MAYBE IT WAS a fluke. In 2009, when Ti West wrote and directed The House of the Devil, he hit a fine balance, both paying homage to the classic horror-movie tropes of the '70s and '80s and making a spooky film. For a moment, it seemed we had a director who could carry on the fine traditions of doomed babysitting gigs and spine-tightening floorboard creaks without resorting to camp. But then West's 2011 follow-up, The Innkeepers, came and went (it's a film best described, as it was to me by one downcast young horror fan, as "not very legit"), and now here's The Sacrament—bringing with it our last flagging hope for earnest horror.
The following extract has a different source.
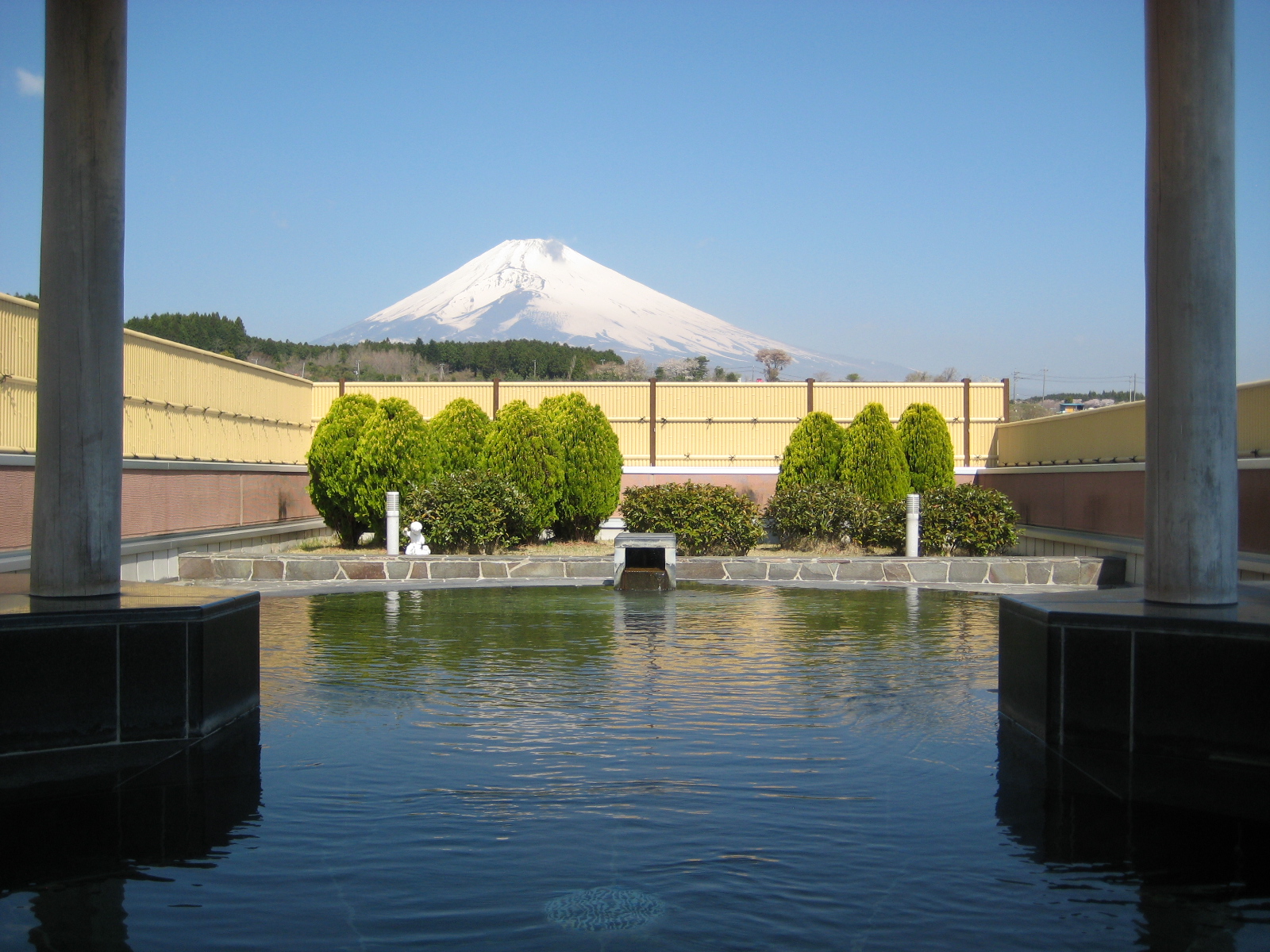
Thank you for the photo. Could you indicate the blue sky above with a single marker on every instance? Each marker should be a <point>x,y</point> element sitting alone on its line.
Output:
<point>925,183</point>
Though it never says so, West's The Sacrament is little more than a retelling of the Jonestown Massacre story, but repackaged as one of those cheesy "found footage" deals and set in present time. Adding insult to injury, The Sacrament is also dressed up as a faux Vice documentary—though the ostensibly Vice-employed characters are so un-cynical that one wonders what exposure West actually has had to Vice.
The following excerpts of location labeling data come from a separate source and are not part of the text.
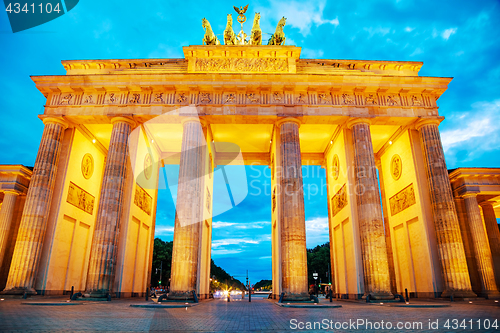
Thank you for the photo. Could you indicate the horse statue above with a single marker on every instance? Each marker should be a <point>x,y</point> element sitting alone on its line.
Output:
<point>229,35</point>
<point>256,34</point>
<point>278,38</point>
<point>209,38</point>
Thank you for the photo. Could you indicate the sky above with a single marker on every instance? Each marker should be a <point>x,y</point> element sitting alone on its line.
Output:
<point>459,39</point>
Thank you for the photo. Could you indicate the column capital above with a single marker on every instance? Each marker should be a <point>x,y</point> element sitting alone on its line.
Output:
<point>427,121</point>
<point>55,120</point>
<point>10,192</point>
<point>122,119</point>
<point>288,119</point>
<point>356,121</point>
<point>203,123</point>
<point>469,195</point>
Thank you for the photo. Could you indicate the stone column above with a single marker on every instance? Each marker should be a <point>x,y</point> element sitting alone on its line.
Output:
<point>493,232</point>
<point>387,229</point>
<point>33,225</point>
<point>481,247</point>
<point>467,241</point>
<point>291,212</point>
<point>109,214</point>
<point>371,226</point>
<point>6,212</point>
<point>450,247</point>
<point>189,211</point>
Even worse, The Sacrament adds nothing to one of the most legitimately terrifying episodes in modern history: The acting and casting are poor, the flourishes flat, and the film's refusal to acknowledge its own source material feels like an attempt to exploit the ignorance of viewers too young to catch the reference. The pace is slower than most horror joints, but the experience isn't one of boredom so much as a slowly settling disappointment as the film dumbly stumbles toward its inevitable Kool-Aid.

To The Sacrament's credit, the final scenes are legitimately disturbing—however cheap their thrill, they ring with more enthusiasm than those that precede them. It's not worth the slog, though: actual documentation of Jonestown is scarier and more worthwhile.